What this is
The Business Continuity Plan or BCP is one of the most specific documents that are written as part of SOC 2, ISO 27001, and other compliance frameworks. This is because a BCP is supposed to detail the procedures your business would take in response to a continuity event (natural disaster, cyber incident, or anything that could disrupt business) including the priorities for recovery such as which departments/teams to recover first and how to communicate the interruption to your customers.
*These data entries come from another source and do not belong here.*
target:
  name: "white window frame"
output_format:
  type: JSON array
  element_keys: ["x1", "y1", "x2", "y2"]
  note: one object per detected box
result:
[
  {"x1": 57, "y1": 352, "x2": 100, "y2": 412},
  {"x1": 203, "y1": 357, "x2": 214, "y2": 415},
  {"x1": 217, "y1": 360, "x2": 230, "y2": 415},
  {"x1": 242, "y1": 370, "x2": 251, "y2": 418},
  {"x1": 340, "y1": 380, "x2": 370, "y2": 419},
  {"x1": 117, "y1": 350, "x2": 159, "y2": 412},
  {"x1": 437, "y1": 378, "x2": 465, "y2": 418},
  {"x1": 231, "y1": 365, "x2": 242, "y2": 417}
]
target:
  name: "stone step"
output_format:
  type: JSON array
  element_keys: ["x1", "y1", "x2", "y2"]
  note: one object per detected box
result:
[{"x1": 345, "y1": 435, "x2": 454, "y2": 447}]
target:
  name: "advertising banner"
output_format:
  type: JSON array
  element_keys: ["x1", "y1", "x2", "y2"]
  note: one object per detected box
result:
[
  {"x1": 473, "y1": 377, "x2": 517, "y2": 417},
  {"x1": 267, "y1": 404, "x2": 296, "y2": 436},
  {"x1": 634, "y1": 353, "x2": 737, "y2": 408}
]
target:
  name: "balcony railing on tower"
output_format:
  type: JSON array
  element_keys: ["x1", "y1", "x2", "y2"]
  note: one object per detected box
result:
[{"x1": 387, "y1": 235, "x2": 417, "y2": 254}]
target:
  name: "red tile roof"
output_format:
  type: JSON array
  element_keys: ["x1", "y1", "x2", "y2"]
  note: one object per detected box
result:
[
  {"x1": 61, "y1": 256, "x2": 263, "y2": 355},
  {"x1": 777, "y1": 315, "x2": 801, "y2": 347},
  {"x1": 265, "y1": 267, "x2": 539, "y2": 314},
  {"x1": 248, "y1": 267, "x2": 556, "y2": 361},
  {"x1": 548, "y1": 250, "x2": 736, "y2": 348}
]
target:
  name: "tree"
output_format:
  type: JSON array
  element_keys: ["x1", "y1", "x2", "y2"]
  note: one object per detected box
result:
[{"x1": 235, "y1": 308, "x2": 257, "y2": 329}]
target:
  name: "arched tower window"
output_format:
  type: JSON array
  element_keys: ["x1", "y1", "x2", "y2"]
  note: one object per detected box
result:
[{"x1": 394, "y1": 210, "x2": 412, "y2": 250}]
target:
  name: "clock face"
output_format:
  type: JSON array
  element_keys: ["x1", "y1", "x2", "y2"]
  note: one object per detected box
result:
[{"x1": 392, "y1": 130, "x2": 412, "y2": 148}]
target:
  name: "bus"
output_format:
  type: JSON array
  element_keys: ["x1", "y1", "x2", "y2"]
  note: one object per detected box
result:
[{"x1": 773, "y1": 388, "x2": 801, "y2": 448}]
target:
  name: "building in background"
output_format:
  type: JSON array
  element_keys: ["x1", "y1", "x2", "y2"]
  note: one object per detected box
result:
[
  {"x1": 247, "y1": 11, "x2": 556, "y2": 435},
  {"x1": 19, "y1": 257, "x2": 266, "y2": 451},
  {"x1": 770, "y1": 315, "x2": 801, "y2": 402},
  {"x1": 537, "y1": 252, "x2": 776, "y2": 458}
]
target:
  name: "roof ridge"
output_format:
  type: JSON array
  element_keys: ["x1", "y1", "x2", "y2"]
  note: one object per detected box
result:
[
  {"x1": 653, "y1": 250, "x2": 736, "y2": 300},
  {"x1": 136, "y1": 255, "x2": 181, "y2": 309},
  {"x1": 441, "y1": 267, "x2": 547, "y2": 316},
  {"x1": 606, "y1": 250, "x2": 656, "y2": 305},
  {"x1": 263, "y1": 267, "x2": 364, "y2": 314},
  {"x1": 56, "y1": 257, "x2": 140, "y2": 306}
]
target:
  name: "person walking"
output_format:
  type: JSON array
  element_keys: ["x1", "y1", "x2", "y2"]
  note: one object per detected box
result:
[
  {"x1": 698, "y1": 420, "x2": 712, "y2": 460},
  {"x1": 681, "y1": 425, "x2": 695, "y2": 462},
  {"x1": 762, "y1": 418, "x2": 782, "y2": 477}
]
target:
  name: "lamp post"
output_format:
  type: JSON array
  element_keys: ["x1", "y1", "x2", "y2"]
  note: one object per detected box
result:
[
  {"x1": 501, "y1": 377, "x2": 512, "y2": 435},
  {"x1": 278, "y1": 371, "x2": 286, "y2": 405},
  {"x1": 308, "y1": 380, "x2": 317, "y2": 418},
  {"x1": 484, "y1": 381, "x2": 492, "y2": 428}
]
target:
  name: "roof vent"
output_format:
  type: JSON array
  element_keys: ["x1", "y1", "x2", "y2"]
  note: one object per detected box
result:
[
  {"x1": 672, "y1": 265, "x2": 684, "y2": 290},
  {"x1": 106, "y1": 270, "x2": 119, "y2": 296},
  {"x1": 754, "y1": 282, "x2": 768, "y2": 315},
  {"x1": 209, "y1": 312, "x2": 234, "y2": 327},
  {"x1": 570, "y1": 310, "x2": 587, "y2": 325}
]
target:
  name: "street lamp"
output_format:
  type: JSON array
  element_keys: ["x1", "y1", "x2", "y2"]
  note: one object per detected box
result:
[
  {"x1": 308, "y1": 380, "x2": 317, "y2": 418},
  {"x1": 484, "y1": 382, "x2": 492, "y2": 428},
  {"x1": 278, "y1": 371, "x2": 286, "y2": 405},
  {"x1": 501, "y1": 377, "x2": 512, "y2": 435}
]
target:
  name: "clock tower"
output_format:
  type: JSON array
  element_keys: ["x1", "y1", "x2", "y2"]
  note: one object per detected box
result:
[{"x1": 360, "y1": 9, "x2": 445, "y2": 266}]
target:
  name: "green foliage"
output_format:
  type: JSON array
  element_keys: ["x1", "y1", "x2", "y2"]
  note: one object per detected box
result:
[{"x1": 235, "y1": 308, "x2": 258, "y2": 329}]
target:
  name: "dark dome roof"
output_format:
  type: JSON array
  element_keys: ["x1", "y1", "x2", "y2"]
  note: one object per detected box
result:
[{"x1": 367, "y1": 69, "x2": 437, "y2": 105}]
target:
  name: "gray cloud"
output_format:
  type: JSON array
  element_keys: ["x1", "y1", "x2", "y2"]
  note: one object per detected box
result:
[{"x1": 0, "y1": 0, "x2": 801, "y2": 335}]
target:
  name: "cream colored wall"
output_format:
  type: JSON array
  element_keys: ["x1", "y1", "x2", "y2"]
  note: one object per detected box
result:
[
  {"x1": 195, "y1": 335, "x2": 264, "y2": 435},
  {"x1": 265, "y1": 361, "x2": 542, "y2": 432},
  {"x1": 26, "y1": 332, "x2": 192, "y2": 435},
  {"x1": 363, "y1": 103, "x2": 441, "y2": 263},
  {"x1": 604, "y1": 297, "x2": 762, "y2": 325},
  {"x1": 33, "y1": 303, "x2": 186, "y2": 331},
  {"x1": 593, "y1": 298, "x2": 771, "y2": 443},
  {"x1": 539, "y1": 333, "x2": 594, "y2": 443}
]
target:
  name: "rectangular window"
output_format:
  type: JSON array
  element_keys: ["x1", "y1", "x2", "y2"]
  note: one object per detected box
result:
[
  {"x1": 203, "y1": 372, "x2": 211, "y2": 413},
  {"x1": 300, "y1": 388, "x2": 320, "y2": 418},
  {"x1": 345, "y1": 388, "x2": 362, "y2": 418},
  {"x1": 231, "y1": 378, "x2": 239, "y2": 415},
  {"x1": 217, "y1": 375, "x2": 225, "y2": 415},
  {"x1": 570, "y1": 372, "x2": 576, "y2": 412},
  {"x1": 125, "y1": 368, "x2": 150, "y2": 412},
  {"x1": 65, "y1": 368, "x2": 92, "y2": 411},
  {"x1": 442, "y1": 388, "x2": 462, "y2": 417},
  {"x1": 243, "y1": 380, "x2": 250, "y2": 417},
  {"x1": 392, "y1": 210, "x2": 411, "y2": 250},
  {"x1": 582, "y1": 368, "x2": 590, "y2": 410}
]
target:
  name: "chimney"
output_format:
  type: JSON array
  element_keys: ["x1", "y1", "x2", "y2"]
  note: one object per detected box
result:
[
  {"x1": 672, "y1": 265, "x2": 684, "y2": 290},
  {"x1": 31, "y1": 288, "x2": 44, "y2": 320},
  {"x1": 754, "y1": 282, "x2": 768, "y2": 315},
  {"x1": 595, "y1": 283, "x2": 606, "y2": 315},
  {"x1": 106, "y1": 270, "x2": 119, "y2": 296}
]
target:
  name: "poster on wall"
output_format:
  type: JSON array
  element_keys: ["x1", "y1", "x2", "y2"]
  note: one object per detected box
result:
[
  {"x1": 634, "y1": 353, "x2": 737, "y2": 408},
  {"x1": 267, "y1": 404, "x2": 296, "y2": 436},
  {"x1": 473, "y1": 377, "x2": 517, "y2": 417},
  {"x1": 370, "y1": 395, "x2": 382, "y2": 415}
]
As such, customers often have a number of questions about how to write the BCP or what it should look like. To that end, we have produced the following example document. This document is a sample completed BCP using Drata’s template. This example is designed to give you guidance on what the end result of completing Drata’s BCP template may look like. While you can of course copy or otherwise use relevant parts of this example, you should still update your own BCP to make it applicable to your business.
Business Continuity Plan
Example Corporation
SOC 2 Criteria: CC5.3, CC7.5
ISO 27001 Annex A: A.17.1.1, A.17.1.2
Keywords: BIA, Status Page, Worksite Recovery
__________________________________________________________
Purpose
This policy establishes procedures to recover Example Corporation following a disruption in conjunction with the Disaster Recovery Plan.
Policy
Example Corporation policy requires that:
A plan and process for business continuity, including the backup and recovery of systems and data, must be defined and documented.
The Business Continuity Plan shall be simulated and tested at least once a year. Metrics shall be measured and identified recovery enhancements shall be filed to improve the process.
Security controls and requirements must be maintained during all Business Continuity Plan activities.
Roles and Responsibilities
This Policy is maintained by the Example Corporation Security Officer and Privacy Officer. All executive leadership shall be informed of any and all contingency events.
Line of Succession
The following order of succession ensures that decision-making authority for the Example Corporation Business Continuity Plan is uninterrupted. The CEO is responsible for ensuring the safety of personnel and the execution of procedures documented within this Plan. The Head of Engineering is responsible for the recovery of Example Corporation technical environments. If the CEO or Head of Engineering is unable to function as the overall authority or chooses to delegate this responsibility to a successor, the Business Operations Lead shall function as that authority or choose an alternative delegate.
Response Teams and Responsibilities
The following teams have been developed and trained to respond to a contingency event affecting Example Corporation infrastructure and systems.
HR & Facilities is responsible for ensuring the physical safety of all Example Corporation personnel and environmental safety at each Example Corporation physical location. The team members also include site leads at each Example Corporation work site. The team leader is the Head of HR who reports to the CEO.
DevOps is responsible for assuring all applications, web services, platforms, and their supporting infrastructure in the Cloud. The team is also responsible for testing re-deployments and assessing damage to the environment. The team leader is the Head of Engineering.
Security is responsible for assessing and responding to all cybersecurity related incidents according to Example Corporation Incident Response policy and procedures. The security team shall assist the above teams in recovery as needed in non-cybersecurity events. The team leader is the Security Officer.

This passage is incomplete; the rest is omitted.